Development of Hydrophobic Cell-Penetrating Stapled Peptides as Drug Carriers

Int. J. Mol. Sci. 2023, 24(14), 11768; https://doi.org/10.3390/ijms241411768
by Keisuke Tsuchiya 1,2, Kanako Horikoshi 1,3, Minami Fujita 1,3, Motoharu Hirano 1,3, Maho Miyamoto 1,3, Hidetomo Yokoo 1,* and Yosuke Demizu 1,3,4,*
Reviewer 1:
Yu Cai
Reviewer 2: Anonymous
Int. J. Mol. Sci. 2023, 24(14), 11768; https://doi.org/10.3390/ijms241411768
Submission received: 22 June 2023 / Revised: 7 July 2023 / Accepted: 19 July 2023 / Published: 21 July 2023
(This article belongs to the Special Issue Novel Strategies in the Development of Peptide-Based Therapeutics)

Round 1

Reviewer 1 Report

The manuscript “development of hydrophobic cell-penetrating stapled peptides as drug carriers” by Yosuke Demizu et al reported TP10 engineering via peptide stapling. The stapled CPPs showed the improvement of alpha-helicity and cell permeability, which is via an endocytosis process. The stapled TP10 was conjugated with both a small molecular CF and pDNA as model study for cellular delivery. It is an interesting work and well-written with logic presentation, which would be good for a publication.

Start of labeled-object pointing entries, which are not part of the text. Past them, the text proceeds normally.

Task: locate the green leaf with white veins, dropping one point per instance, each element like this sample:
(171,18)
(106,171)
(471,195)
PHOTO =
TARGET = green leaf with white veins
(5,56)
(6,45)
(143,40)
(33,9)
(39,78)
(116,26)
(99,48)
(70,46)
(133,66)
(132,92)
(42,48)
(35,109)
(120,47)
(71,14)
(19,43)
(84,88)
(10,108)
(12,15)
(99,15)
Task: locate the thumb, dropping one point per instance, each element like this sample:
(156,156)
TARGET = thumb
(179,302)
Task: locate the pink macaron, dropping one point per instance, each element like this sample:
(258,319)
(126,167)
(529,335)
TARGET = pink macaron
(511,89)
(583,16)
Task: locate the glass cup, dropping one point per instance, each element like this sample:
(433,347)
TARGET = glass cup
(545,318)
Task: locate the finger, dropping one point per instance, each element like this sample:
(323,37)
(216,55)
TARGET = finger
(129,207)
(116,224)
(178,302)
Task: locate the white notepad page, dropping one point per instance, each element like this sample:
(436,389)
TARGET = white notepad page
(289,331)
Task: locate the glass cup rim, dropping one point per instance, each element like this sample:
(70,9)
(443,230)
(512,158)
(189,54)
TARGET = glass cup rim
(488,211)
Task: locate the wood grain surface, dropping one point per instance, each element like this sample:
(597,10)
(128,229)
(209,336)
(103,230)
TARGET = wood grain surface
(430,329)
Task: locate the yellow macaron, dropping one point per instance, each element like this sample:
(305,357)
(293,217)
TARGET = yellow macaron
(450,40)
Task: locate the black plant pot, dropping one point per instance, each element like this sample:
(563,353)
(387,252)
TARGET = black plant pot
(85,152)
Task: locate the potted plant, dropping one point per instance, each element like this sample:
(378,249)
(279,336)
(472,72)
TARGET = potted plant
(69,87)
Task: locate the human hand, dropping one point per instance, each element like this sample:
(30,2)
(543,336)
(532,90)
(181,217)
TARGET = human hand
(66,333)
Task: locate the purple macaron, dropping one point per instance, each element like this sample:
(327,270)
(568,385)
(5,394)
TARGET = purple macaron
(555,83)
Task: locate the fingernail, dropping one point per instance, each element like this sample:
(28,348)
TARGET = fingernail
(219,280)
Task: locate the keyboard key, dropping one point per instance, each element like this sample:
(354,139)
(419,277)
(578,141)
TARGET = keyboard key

1.     F-2 showed the most stabilized peptide based on the CD measurement but why exhibited a poorer cell permeability compared to others?

2.     F-3 showed the most efficient CPP for deliver CF, while F-4 is the most efficient one for pDNA instead of F-3, any explanations about that?

3.     The efficiency of endosome escapes into cytoplasm of stapled CPPs may be good to be studied

none

Author Response

Please see the attached file.

Author Response File: Author Response.docx

Reviewer 2 Report

Review report

 

Journal: IJMS (ISSN 1422-0067)

Manuscript ID: ijms-2491543

Type: Article

Title: Development of hydrophobic cell-penetrating stapled peptides as drug carriers

Authors: Keisuke Tsuchiya, Kanako Horikoshi, Minami Fujita, Motoharu Hirano, Maho Miyamoto , Hidetomo Yokoo *, Yosuke Demizu *

Section: Molecular Biophysics

Special Issue: Novel Strategies in the Development of Peptide-Based Therapeutics

 

 

General

 

In this manuscript, the authors worked on the development of hydrophobic cell-penetrating peptides (CPPs) as drug carriers for the intracellular delivery of small molecules and nucleic acids. They synthesized the peptides using microwave-assisted solid-phase methods on an automated Liberty Blue™ microwave peptide synthesizer. To assess the delivery capacity of these TP10 derivatives, they selected CF [14] as a model small molecule and conjugated it to the N-terminus of each peptide. They further evaluated cellular absorption after treatment with endocytosis inhibitors and complete endocytosis inhibition at 4 °C. Notably, they observed that F-4 formed a complex with pDNA, which detached from the pDNA and migrated into the cells, while F-4 remained in the medium, contributing to maintaining the complex structure. The authors concluded that the TP10 derivatives developed in this study are promising peptides as delivery tools for small molecules and nucleic acids. They suggested that controlling the stapling position in hydrophobic CPPs could affect the delivery of different cargoes, a methodology expected to be useful in the development of hydrophobic CPPs as delivery tools.

 

Minor points

 

The authors have meticulously developed hydrophobic cell-penetrating peptides (CPPs) as potential drug carriers for the intracellular delivery of small molecules and nucleic acids. They have demonstrated this through a series of well-designed and executed experiments, providing a comprehensive evaluation of the delivery capacity of these peptides. Their findings offer promising implications for the use of these peptides in drug delivery, particularly with their suggestion that controlling the stapling position in hydrophobic CPPs could affect the delivery of different cargoes. The manuscript is well-written, providing clear and concise information, making it a valuable addition to the existing body of literature. However, these minor points should be clarified before its acceptance.

 

1.    I am particularly curious that the flow cytometry data provided do not come from density plots or scatter plots and only bar graphs are presented. The original raw data were not provided in the supplementary data. Please provide that information.

 

2.    It is suggested that the quality of the bar graphs in the manuscript be improved to align with the high standards of the International Journal of Molecular Sciences (IJMS). Enhancing the clarity, resolution, and overall presentation of these graphs will ensure that they effectively communicate the research findings and maintain the journal's reputation for publishing high-quality visual data.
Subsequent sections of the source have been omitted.